Earlier today, I referred to an excellent summary about the consultations that the government undertook in this regard, a March 2018 report of the Department of Justice entitled “What we Heard—Transforming Canada's Criminal Justice System”. I want to read into the record its fundamental conclusion and ask the House whether the bill does the job.

It says:

Almost all roundtable participants stressed the same major concern. They said that most people who come in contact with the criminal justice system are vulnerable or marginalized individuals. They are struggling with mental health and addiction issues, poverty, homelessness, and prior victimization. Most felt the criminal justice system is not equipped to address the issues that cause criminal behaviour in these groups, nor should it be. Participants felt these issues are worsened by an over-reliance on incarceration.

We are very much in agreement, and I hope that my hon. colleagues will consider these concerns and work with us at the justice committee to make the kinds of changes to our criminal justice system that are so obviously needed.

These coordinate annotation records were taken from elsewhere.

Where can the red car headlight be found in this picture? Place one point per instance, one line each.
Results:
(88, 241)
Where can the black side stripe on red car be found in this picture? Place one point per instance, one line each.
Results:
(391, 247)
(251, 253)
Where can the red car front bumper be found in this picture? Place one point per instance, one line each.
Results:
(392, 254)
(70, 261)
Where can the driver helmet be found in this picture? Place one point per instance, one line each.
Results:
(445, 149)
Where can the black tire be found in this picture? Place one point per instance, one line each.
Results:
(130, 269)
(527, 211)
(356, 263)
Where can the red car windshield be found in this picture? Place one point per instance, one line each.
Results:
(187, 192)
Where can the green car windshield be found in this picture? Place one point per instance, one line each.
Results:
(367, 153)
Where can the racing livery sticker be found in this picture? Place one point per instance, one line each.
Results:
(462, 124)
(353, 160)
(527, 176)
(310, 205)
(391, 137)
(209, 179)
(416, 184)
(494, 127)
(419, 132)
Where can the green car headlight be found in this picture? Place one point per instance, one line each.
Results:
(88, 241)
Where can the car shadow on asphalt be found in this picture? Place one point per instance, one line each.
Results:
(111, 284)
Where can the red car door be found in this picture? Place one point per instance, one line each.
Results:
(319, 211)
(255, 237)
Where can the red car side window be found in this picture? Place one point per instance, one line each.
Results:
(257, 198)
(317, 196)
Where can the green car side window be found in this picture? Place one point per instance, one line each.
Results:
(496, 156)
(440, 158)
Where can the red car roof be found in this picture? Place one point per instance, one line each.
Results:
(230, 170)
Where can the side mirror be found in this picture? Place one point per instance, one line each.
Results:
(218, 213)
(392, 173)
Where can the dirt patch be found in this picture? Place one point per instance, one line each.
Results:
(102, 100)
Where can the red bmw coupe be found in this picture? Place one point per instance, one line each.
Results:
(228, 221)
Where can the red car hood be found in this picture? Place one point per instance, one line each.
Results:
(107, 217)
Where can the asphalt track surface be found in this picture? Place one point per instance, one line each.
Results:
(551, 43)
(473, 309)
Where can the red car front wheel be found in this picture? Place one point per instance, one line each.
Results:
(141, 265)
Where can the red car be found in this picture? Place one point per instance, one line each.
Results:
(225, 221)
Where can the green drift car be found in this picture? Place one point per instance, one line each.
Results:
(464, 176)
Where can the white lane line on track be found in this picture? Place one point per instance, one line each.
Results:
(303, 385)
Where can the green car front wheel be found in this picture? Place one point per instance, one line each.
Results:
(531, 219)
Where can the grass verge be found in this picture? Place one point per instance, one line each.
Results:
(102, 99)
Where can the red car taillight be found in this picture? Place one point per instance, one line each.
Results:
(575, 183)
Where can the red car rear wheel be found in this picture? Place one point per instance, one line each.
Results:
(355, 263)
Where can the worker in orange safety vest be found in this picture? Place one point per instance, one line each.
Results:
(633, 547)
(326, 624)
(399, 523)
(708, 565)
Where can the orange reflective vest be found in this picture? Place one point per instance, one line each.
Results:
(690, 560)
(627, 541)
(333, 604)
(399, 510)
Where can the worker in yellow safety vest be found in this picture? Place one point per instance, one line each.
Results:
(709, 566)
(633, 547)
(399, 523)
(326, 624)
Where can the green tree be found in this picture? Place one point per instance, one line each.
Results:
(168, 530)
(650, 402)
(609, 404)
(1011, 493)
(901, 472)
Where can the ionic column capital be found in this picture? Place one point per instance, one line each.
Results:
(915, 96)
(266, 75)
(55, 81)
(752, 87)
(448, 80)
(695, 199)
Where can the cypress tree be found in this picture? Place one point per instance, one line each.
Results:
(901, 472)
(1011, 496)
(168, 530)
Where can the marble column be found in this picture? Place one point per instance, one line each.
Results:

Criminal CodeGovernment Orders

May 24th, 2018 / 4:35 p.m.

Eglinton—Lawrence Ontario

Liberal

Marco Mendicino LiberalParliamentary Secretary to the Minister of Justice and Attorney General of Canada

Madam Speaker, I want to begin by thanking my hon. colleague for his comments, which I found to be very constructive, and for his recognition of the fact that Bill C-75 is about addressing systemic barriers for marginalized people, for vulnerable people, and for victims.

To build on that, with regard to the comments he made about preliminary inquiries, I hope on reflection he will acknowledge that by reducing the eligibility of offences for preliminary inquiries, what we are trying to do is avoid unnecessary retraumatization of victims of intimate partner violence.

I would also encourage him to reflect on the fact that when he cites one particular statistic with regard to 3% of charges, it is charges, not court time. It may be 3% of charges, but it represents disproportionately much more expenditure of court time and resources.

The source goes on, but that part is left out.